Board of Education President Pam Walsh noted that jobs, student experience and housing affordability all hang in the balance. Credit: CATHERINE McLAUGHLIN / Monitor

I am an art teacher in the Concord School District’s public schools. I am also a parent and a taxpayer in this community.

That is why I cannot stay silent as our district faces the loss of 42 teaching positions. Among those cuts are two positions in the arts.

Forty-two teachers is not a minor adjustment. It is not “tightening the belt.” It is a crisis. And for the students, families and educators of Concord, it represents something far greater than numbers on a spreadsheet.

What makes this moment especially painful is the timing.

This is Youth Art Month, when Concord proudly celebrates student creativity and publicly affirms the value of arts education. Right now, our district’s Annual Youth Art Month Show is on display at the City Wide Community Center, showcasing student artwork across grade levels and highlighting Concord’s stated commitment to fostering creativity through arts education. The exhibit runs through March 31.

And yet, at the very same time, two of the 42 teaching positions being cut are in the arts.

That contradiction should stop all of us in our tracks.

As a middle school art teacher, I see every day what public education provides that cannot be measured by test scores or budget lines. I see students come into my classroom carrying stress, anxiety, grief, frustration and self-doubt, and find a place where they can breathe. I see students who struggle in traditional academic settings discover confidence through creativity. I see students who feel invisible elsewhere finally feel seen.
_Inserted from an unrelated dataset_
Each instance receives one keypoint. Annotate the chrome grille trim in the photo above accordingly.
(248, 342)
The arts are not an extra. They are not a luxury. They are part of what makes school meaningful, humane and engaging for so many children.

But this is not just about the arts.

When a district loses 42 teaching positions, every student feels it. Class sizes grow. Course offerings shrink. Teachers are stretched thinner. Relationships disappear. Support becomes harder to provide. The students who need the most stability and connection often feel the loss first and most deeply.

As a teacher, I know what these cuts look like inside a school building. As a parent, I know what they mean for families who depend on strong, stable public schools. As a taxpayer, I know public education is one of the most important investments we make together.

That is why this moment feels so heartbreaking.

Districts like ours are being forced into impossible decisions as federal and state support shrinks and public dollars are increasingly diverted away from traditional public schools, often in the name of “choice.” But what about the families who choose public schools? What about the taxpayers who believe their money should strengthen the schools that serve every child?

Public schools do not get to choose only the easiest students to teach. They welcome everyone: students with disabilities, English learners, children living through trauma, children who need meals, children who need consistency, and children who simply need to know that they matter.

Public schools are one of the few places left where every child is supposed to belong.

When we underfund them, we are not just cutting positions. We are weakening one of the most important institutions in our community. And when the arts are among those cuts, we send a painful message that creativity, expression and joy are expendable. They are not.

The arts teach persistence, problem-solving, innovation, empathy and resilience. They give students a voice when words fail them. For some children, the art room is the place where they feel safest, most capable and most connected to school.

In uncertain times, those spaces matter even more.

Concord is a community that says it values children, education, and opportunity. If that is true, then we must be willing to defend the schools that make those values real.

I am not writing this only as an art teacher concerned about my field. I am writing as someone who stands in all three roles: a teacher who sees what students need every day, a parent who wants strong schools for all children and a taxpayer who believes public dollars should be used to protect public education, not hollow it out piece by piece.

Forty-two teaching positions is not just a number. It is 42 relationships, 42 sources of stability, 42 adults who help children learn, grow and feel known.

If we allow cuts like this to become normal, we will wake up one day and realize we did not just lose staff. We lost the kind of public school system our children deserve.

Our children are worth more than this. 

Somayeh Kashian is an art teacher at Rundlett Middle School.